Resumindo: marketing é uma atividade complexa e multifacetada. Não é fácil, nem simples. Sua utilidade fundamental está em nortear e ajustar objetivos da empresa com os mercados potencialmente existentes. Definindo e oferecendo produtos e serviços adequados, que gerem valor para os compradores e, ao mesmo tempo, contribuam positivamente para os resultados da empresa. Ou seja, a geração de valor tem que se dar nas duas instâncias. Se não houver agregação de valor para o consumidor, a oferta estará fadada ao fracasso. Se não houver geração de valor para a empresa, ela não terá condições de manter a oferta do produto ou serviço, pois pode quebrar.

Por outro lado, praticar o marketing antigamente, antes da internet, não era lá muito complicado, no sentido das consequências. A piada que até hoje existe é de que 50% dos esforços de marketing eram sempre jogados fora. O problema é que não se sabia qual dos 50%. É verdade, por pior que pareça. Anunciar em rádio, TV, outdoor, revista, etc. não dá a você a menor ideia de retorno. É impossível medir. O máximo que você sabe é se está vendendo um pouco mais ou não, mas não sabe exatamente quais são os “drivers” que mais afetaram essas vendas adicionais. Que veículo mais impulsionou essas vendas? Difícil dizer e mais ainda mensurar. Claro, foram os esforços combinados, de maneira inteligente. Mas qual o esforço que impactou melhor os resultados? Impossível saber.

Com o marketing digital essas questões mudaram radicalmente. É possível medir exatamente o que cada campanha ou cada esforço de marketing produz em termos de resultados, comparando as vendas versus os investimentos, calculando o retorno de cada investimento realizado.

Essa possibilidade gera a vontade de poder prescindir de outros meios de comunicação que não o digital, abandonando o uso de propaganda fora de meios digitais.

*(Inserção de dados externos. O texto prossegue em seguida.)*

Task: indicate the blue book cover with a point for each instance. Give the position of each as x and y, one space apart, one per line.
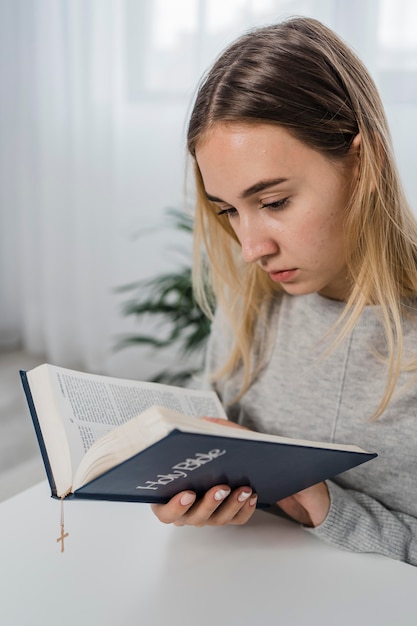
184 459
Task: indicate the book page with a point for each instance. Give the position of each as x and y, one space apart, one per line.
91 405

Infelizmente, isso ainda não é possível: nem todos consumidores estão plugados na internet ainda. E, mesmo para os plugados, acessá-los via internet é uma arte, ainda de domínio de poucos especialistas. Porque, de todos os veículos, a internet é o que oferece o maior número de opções para os usuários: desde que foi criado o primeiro domínio (symbolics.com, há 30 anos[2]) temos hoje quase 120 milhões de domínios (março de 2015). Nenhum outro veículo de comunicação oferece tantas opções.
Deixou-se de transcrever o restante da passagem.